Comment by Earw0rm
3 days ago
The difference in a hierarchical org is that the structure is laid out on paper for everyone to see. The power dynamic is explicit rather than implicit.
(At least, it's supposed to be. You do get weird inversions from time to time, when a weak manager is put in charge of a domineering empire-builder, but it's rare - and even in that case, the rest of the org can see the anomaly - as they have a frame of reference to measure it against.)
"Humans are complicated" => that is my uncertainty caveat. We're not absolute-hierarchical nor absolute-flat, in much the same way as we're neither exactly chimp-like nor gorilla-like in terms of monogamy. My observation though (and hardly an original one) is that when we build organisations which try to deny hierarchy, it has a habit of sneaking in thru the back door.
There are more differences: A formally structured org isn't a flat org with titles attached.
> "Humans are complicated" => that is my uncertainty caveat. We're not absolute-hierarchical nor absolute-flat
yes
> when we build organisations which try to deny hierarchy, it has a habit of sneaking in thru the back door.

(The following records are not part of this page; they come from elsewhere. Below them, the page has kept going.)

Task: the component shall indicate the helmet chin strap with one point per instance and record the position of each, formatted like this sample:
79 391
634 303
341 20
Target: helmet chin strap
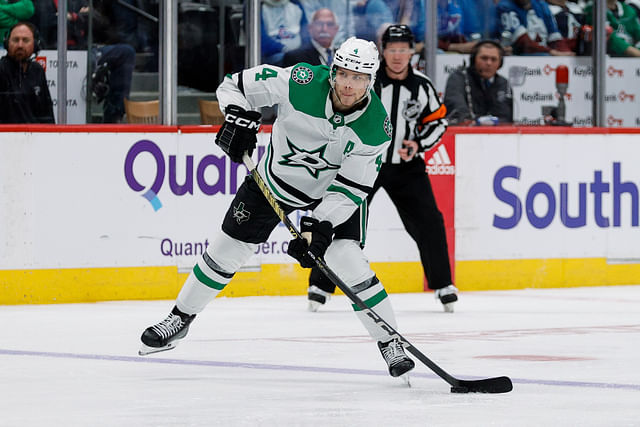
355 104
332 83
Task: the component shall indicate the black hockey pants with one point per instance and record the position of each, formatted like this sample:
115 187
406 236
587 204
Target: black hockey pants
409 188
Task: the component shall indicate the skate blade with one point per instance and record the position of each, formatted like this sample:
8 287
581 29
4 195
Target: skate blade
145 349
406 379
313 306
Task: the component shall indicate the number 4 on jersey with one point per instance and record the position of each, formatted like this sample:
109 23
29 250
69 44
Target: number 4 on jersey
267 73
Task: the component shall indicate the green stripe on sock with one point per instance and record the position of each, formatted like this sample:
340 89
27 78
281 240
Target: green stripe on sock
206 280
373 301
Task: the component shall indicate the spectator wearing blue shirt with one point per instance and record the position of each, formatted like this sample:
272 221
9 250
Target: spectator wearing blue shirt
532 28
283 26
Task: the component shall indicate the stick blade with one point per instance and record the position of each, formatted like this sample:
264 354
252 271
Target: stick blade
490 385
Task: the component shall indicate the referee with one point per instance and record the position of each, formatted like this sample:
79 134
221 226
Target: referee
418 119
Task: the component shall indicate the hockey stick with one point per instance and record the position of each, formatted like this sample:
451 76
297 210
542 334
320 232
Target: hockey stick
489 385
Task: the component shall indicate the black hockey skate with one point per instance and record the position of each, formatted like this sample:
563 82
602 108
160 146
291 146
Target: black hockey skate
166 334
397 360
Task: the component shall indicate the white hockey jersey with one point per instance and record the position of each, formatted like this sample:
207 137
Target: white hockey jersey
315 154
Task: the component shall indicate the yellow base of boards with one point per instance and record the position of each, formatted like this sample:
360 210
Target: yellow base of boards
148 283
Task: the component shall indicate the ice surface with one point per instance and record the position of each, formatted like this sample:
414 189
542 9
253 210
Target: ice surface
573 355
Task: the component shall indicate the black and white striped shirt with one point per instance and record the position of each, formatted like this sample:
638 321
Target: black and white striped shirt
414 108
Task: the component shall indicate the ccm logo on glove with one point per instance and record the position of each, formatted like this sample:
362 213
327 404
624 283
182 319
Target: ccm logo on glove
242 122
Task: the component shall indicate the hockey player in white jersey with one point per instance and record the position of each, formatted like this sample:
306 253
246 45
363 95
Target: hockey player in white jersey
325 153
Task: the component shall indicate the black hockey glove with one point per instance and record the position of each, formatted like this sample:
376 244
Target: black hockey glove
316 238
238 132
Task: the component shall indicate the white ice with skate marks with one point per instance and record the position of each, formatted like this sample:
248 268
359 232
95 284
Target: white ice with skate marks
571 353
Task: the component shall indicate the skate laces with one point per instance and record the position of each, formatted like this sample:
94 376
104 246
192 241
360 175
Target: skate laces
169 326
393 352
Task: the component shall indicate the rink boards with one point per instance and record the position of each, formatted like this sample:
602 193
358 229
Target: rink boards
92 213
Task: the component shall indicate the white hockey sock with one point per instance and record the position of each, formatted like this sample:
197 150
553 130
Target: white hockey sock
376 298
212 272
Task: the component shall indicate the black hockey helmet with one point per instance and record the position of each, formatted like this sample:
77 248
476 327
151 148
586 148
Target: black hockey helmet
397 33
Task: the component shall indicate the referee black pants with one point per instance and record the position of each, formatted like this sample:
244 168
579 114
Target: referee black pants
409 188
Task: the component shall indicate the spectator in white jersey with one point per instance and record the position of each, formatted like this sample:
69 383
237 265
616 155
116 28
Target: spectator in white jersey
418 119
325 152
319 50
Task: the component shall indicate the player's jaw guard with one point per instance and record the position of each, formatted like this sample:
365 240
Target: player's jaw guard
489 385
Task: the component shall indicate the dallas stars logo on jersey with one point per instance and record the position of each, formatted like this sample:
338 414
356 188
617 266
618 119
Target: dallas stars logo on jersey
302 75
313 161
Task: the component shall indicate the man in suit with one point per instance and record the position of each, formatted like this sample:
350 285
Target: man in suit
323 29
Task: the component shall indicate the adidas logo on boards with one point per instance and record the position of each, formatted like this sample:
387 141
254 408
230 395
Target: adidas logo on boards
440 163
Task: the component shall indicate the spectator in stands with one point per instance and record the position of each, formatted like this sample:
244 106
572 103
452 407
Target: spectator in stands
24 93
283 27
532 28
369 16
410 13
479 19
44 18
450 28
319 50
570 19
360 18
339 9
478 95
113 59
625 38
12 12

The same happens when we try to deny freedom. Empowering everyone, through freedom and universal equality and human rights, is the foundation of the very successful modern world.
As I said upthread, I think the focus on hierarchy and power is really an outgrowth of current anti-democratic politics, even if people don't explicitly think of it that way. That doesn't deny all hierarchy or power - it's a matter of degree: The history of modern democracy is to lean heavily toward individual freedom (for essential moral reasons too).